Having established that the rise of China is quite likely to continue, and that China is quite likely to seek to modify the existing institutional structure of global politics, it’s now worth thinking about how the United States can manage Chinese influence.

U.S. hegemony has lasted for roughly 73 years, if we date the creation of the current order to 1945. Prior to that, the United States had the world’s largest economy from some point in the late 19th century. The U.S. did not become the world’s pre-eminent military power until perhaps 1943, and did not take a leading role in international institutions (such that they were) prior to 1945.

As the U.S. example suggests, military and economic power do not transmit unproblematically into diplomatic influence. Geographic and political isolation helped make the U.S. a bystander in some of the formative moments of the global international order. And crucially, some states maintained a strong institutional influence even after their moments of military and economic primacy had passed.

The United Kingdom offers some useful comparison; the UK remained a pre-eminent military power until 1945, and a crucial diplomatic player for some time after. The U.S.-UK economic relationship was also similar in some ways to the U.S.-China relationship in terms of trade and investment.

However, while the U.S. and the UK had important differences in perspective, they shared a language and many elements of political culture. London and Washington also faced common enemies in 1917, 1941, and after World War II. It would be excessively optimistic to expect a Beijing-Washington relationship to develop along the same line as the U.S.-British alliance in the 20th century. More likely, U.S.-China relations will see acrimonious competition over several pillars of the emerging international order.

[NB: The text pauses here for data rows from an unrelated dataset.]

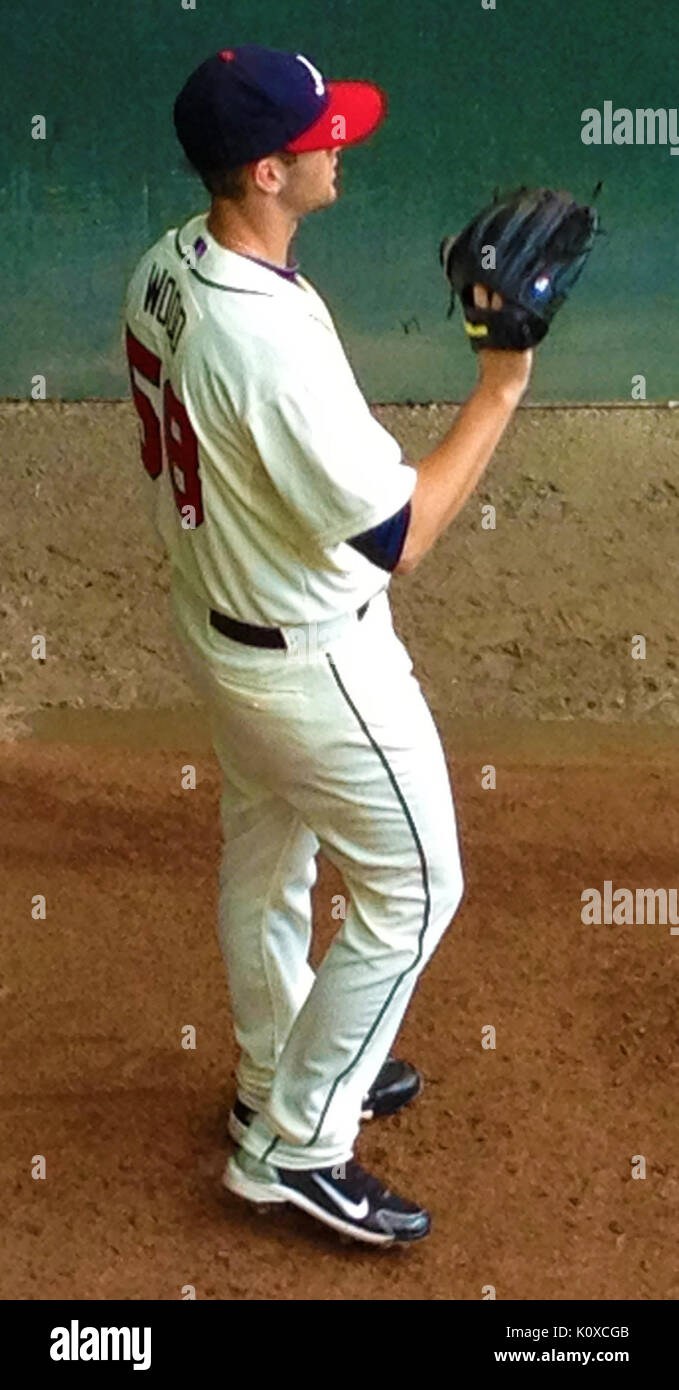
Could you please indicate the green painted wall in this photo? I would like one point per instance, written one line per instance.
(477, 97)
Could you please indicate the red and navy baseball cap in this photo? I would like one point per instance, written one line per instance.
(248, 102)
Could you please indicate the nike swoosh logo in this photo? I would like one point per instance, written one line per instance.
(356, 1211)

Looking ahead, it is hard to see the United States falling behind many countries other than China and, perhaps, India; the EU already exceeds U.S. GDP, but its future as a foreign policy making institution remains in some doubt. And yet the UK, the EU, Japan, China, and others have played a significant, if not leading, role in the institutionalization of the liberal international order over the past six decades. This suggests that even if China, India, and the EU surpass the U.S. as engines of the global economy, the U.S. will retain significant influence over the structure of international society.

The question then becomes what to do with that influence. One part of the answer lays in institutionalization. Tightening the constraints imposed by multilateral institutions has long been a strategy for managing relative decline; it locks in particular arrangements negotiated from a position of strength. But deeper institutionalization seems to be a bad bet given the rising, transnational populist wave, and in any case every institution that can be made is one that can be broken.

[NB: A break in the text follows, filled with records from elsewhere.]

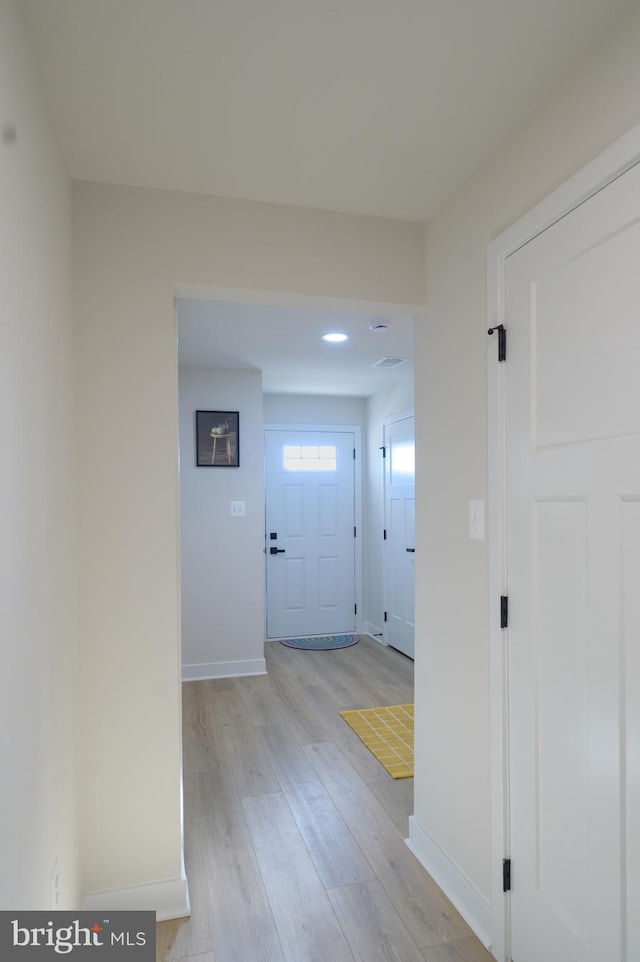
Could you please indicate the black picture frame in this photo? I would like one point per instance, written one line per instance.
(217, 439)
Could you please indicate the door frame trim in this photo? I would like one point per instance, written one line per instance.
(356, 430)
(601, 171)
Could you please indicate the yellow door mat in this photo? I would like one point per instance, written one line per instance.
(388, 734)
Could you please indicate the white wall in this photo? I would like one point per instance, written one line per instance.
(452, 806)
(37, 566)
(131, 248)
(222, 558)
(313, 409)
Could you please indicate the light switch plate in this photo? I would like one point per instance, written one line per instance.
(476, 520)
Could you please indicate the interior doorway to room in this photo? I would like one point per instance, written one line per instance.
(572, 565)
(311, 535)
(399, 533)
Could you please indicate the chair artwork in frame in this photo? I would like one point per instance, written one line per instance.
(217, 439)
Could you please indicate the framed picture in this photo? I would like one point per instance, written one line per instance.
(217, 439)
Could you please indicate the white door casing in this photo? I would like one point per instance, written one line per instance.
(399, 543)
(569, 402)
(310, 563)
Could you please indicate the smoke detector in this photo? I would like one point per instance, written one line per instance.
(389, 362)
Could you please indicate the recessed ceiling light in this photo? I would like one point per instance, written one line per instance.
(335, 337)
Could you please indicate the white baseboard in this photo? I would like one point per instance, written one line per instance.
(472, 905)
(224, 669)
(169, 899)
(373, 632)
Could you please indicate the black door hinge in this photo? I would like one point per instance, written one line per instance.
(502, 340)
(506, 874)
(504, 611)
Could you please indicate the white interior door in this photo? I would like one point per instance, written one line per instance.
(310, 532)
(573, 504)
(399, 553)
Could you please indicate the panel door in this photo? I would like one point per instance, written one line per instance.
(310, 533)
(400, 535)
(573, 504)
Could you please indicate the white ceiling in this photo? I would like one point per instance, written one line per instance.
(379, 107)
(285, 343)
(372, 106)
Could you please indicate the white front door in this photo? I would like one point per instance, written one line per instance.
(573, 526)
(399, 545)
(310, 533)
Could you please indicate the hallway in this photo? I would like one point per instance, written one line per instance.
(294, 833)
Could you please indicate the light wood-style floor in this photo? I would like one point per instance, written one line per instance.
(294, 833)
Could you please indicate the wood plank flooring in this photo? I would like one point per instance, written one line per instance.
(294, 833)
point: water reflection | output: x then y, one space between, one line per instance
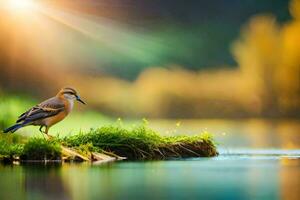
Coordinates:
44 182
268 169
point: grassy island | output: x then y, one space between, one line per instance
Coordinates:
139 143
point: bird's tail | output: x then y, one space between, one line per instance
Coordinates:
13 128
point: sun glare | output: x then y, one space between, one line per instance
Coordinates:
21 5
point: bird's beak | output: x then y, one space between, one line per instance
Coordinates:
78 99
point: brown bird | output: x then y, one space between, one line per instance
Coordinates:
49 112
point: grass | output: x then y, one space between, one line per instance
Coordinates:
138 143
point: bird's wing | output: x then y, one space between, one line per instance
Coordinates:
43 110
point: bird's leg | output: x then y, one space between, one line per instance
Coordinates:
46 132
41 127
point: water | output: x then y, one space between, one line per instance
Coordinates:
258 160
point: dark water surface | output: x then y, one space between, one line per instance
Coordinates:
258 160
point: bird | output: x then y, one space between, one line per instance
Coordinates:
48 112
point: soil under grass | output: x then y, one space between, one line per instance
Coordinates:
140 143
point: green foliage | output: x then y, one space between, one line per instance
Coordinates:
11 107
141 143
41 149
10 146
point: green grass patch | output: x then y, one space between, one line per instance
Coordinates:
138 143
41 149
142 143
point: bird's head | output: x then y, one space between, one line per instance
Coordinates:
70 94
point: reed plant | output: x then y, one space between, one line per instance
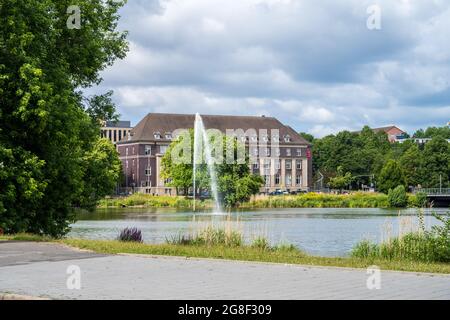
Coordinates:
422 245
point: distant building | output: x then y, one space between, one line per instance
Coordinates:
288 166
116 131
394 133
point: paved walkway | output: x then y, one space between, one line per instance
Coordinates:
39 269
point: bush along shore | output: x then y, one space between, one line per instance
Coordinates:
309 200
421 251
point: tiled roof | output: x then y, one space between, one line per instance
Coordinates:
163 123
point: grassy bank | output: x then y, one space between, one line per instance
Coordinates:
309 200
283 254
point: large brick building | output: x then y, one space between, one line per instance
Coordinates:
288 166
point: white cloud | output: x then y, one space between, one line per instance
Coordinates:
315 66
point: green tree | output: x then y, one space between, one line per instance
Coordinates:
436 163
391 176
101 174
397 197
433 132
47 130
411 162
341 181
235 182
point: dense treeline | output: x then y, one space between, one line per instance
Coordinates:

A second part involves recognition of and full accounting with the growing power of China. The United States will not long be able to dictate terms at China’s 12-mile limit, regardless of the number of FONOPs it sails or the lethality of its stealth fighters. This hardly means that Washington needs to concede every element of China’s foreign policy program, but it does suggest that the U.S. needs to consider a posture of strategic modesty. This sounds easy, but the U.S. foreign policy establishment is allergic to thinking about an American role not built upon a foundation of hegemony.

Either way, the United States needs to rethink how it approaches international order; for the first time since the 19th century, it will soon face a situation in which it cannot assume even a “first among equals” position in determining the nature of the international order. This need not be a disaster, but it does require careful strategic thought as to how to bring means and ends together.